NASA could not be reached for comment as to whether they should have sent a poet.
What else from NASA? Well, they’ve announced that they’re going to announce something major about Mars’ atmosphere on Thursday afternoon at 2pm EST. So NASA has mastered the Internet age art of teasers for trailers for teaser trailers. But I’m writing this Wednesday night, so stay tuned on the Internet for what it might be. My money is on evidence related to the three-bosomed lady from Total Recall.
Next up, a lot of you are looking forward to the SyFy series The Expanse based on the fantastic series of novels by James SA Corey. It’s getting two episodes on subsequent nights (Dec 14 and 15), but SyFy has now announced that it’s actually going to debut them three weeks early online and on VOD on Nov 23:
The Expanse’s first episode can be viewed via Syfy On Demand, Syfy.com, the Syfy Now App, Hulu, Amazon, Google Play, Vudu, iTunes, Playstation, Xbox, Facebook and YouTube. Additionally, Syfy has partnered with Twitch, Wikia, IGN, IMDb, Good Reads, Crave Online and Roku to host the series premiere with original custom content.
Here’s the full trailer if you haven’t seen it yet:
Meh. It doesn’t look terrible in a complete vacuum, but it’s impossible for it to hold up well compared to the book series, which I quite enjoy. If SyFy’s going to churn out promising series that collapse into forgettability by half way through the soon-to-be-cancelled first season, they could at least just do it with original properties.

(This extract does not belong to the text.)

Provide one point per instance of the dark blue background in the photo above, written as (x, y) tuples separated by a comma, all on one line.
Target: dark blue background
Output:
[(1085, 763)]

Book and movie of the week! This week’s were The Three-Body Problem and the film How I Live Now. If you want to comment about either of these, put it in its own comment with the first line being either “The Three-Body Problem Spoilers” or “How I Live Now Spoilers”. Also: if you reply to a comment with one of these spoiler tags, you don’t need to bother putting the spoiler tag yourself. Everyone should just assume that if the top level comment is a spoiler, it’s spoilers all the way down.
The Three-Body Problem Spoilers
This is a tricky book to review, because I really wanted to like it. It has moments of absolute brilliance. Everything that takes place in flashback, into the time of the Cultural Revolution is harrowing and fascinating. The moment when she reveals that she betrayed the location of Earth on purpose because humanity didn’t deserve to survive? Monumental. It reminded me of the particularly brutal passage of The Gulag Archipelago in which it’s described that when the zeks learned of the beginning of the Korean War, they secretly celebrated in the hopes that nuclear war would annihilate their own country.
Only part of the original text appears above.